Se mostró reticente a proporcionar detalles sobre las conversaciones en curso con el FMI, limitándose a decir que es probable que tome semanas y que “ayudará a reducir las vulnerabilidades” a las conmociones externas.

El jefe de gabinete calificó el apoyo financiero que el gobierno ha solicitado al FMI, al que Peña se negó a proporcionar una estimación del tamaño y las condiciones que se le atribuyen, de ayudar al gobierno a seguir “el único camino viable” de una reducción gradual de los déficits a la vez que estimula el crecimiento económico y brinda apoyo a los sectores vulnerables.

Después de que concluyó la conferencia de prensa, llegaron informes que indicaban que el gobierno estaba discutiendo los términos de un Acuerdo Stand-By (SBA) con el FMI. El propio FMI no confirmó esa información.

Argumentando que Argentina -que ha tenido una estrecha relación con el FMI- nunca abandonó el Fondo y que la directora general Christine Lagarde recientemente elogió las políticas económicas de la administración Macri recientemente en Buenos Aires, Peña advirtió contra los “falsos rumores” sobre cualquier condición que el FMI pudiera solicitar a cambio del apoyo financiero.

“Hace un mes, Lagarde estuvo aquí y claramente apoyó el esfuerzo económico de este gobierno y las decisiones de Macri como presidente. No es cierto que la historia siempre se repita y que estamos condenados a repetir eventos del pasado. Este gobierno ha incorporado las lecciones de los errores que han causado crisis en el pasado “, dijo Peña. El Jefe de Gabinete como tal descartó cualquier tipo de repetición de la crisis catastrófica de 2001-2002, que fue precedida por el apoyo del FMI a Argentina.

“Tenemos una vulnerabilidad externa, siempre lo hemos dicho. Hay varias razones que se han unido para que ahora tengamos mayores demandas de quienes nos prestan dinero para este camino de gradualismo “, dijo Peña durante una larga conferencia de prensa.

Peña descartó cualquier cambio al Gabinete y dijo que el gobierno no había consultado con el economista Domingo Cavallo.
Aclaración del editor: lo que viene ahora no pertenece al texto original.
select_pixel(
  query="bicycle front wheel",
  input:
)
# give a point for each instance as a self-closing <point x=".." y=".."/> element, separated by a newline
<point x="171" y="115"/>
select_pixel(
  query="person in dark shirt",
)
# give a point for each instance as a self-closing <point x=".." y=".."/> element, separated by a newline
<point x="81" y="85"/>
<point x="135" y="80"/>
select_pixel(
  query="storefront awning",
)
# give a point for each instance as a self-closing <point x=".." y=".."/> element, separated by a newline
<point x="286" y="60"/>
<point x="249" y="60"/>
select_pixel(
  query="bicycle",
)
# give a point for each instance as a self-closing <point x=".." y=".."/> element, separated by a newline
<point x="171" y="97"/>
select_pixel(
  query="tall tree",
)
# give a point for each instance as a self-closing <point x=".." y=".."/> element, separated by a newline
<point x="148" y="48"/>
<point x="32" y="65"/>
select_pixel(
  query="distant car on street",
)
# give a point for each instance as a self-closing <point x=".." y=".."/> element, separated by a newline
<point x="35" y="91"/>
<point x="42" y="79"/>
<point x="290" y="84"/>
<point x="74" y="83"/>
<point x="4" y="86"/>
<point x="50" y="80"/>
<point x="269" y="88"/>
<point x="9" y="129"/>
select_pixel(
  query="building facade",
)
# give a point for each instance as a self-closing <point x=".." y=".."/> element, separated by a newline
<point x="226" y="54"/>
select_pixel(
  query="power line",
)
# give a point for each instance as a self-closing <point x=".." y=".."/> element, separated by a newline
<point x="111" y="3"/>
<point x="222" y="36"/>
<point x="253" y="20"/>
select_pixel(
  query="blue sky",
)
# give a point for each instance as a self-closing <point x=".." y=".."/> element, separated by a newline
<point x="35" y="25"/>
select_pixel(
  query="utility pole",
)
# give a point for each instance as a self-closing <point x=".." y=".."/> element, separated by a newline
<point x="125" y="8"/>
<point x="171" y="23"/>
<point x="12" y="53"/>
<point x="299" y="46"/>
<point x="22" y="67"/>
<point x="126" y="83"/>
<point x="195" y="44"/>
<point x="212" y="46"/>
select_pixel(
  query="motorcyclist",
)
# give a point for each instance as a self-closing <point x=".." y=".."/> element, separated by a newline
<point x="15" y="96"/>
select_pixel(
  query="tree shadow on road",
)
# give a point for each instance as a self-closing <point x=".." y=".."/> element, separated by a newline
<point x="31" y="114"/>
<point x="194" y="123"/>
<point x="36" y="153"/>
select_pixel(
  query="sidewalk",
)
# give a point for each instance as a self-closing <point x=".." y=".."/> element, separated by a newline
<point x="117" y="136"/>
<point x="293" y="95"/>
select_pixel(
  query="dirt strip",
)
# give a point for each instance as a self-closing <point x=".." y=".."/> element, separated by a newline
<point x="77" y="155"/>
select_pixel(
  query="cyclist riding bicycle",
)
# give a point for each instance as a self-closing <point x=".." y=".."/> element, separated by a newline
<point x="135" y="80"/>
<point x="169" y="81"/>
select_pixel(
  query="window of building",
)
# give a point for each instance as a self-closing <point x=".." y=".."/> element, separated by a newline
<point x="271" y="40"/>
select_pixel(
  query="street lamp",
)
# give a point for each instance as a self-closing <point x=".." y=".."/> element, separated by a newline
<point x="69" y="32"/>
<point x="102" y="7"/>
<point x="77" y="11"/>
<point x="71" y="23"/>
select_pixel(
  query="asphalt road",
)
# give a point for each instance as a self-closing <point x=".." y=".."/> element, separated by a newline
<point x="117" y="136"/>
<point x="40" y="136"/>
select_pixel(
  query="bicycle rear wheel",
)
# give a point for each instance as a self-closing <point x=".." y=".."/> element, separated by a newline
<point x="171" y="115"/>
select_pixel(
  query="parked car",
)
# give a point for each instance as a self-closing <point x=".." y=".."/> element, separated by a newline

Ante las preguntas sobre el impacto potencial de la depreciación del peso sobre la inflación y el poder adquisitivo de los salarios, Peña señaló que muchas de las negociaciones colectivas de negociación salarial tienen cláusulas de revisión incorporadas en caso de una inflación mayor a la esperada.

Dujovne viajó a Washington, DC anoche después del anuncio del presidente Mauricio Macri de que las negociaciones debían comenzar ya que el gobierno busca contener una corrida del peso. La Casa Rosada decidió comenzar las conversaciones con el FMI después de que movimientos anteriores del Banco Central (BCRA) -aumentando las tasas de interés, vendiendo dólares en el mercado cambiario-, así como las promesas del propio Dujovne para reducir el déficit fiscal no lograron frenar el demanda de dólares.

Un día después de la extrema volatilidad observada ayer, el peso alcanzó un nuevo mínimo frente al dólar hoy después de perder otro 1 por ciento de su valor. El peso cerró en 23.13 frente al dólar, de acuerdo con el promedio ponderado publicado por el BCRA. El peso ha alcanzado los 25 pesos por dólar en las operaciones antes de recuperarse levemente en el cierre.

Ambito ha informado que el BCRA una vez más actuó en el mercado de futuros del dólar para contener el peso de una mayor depreciación.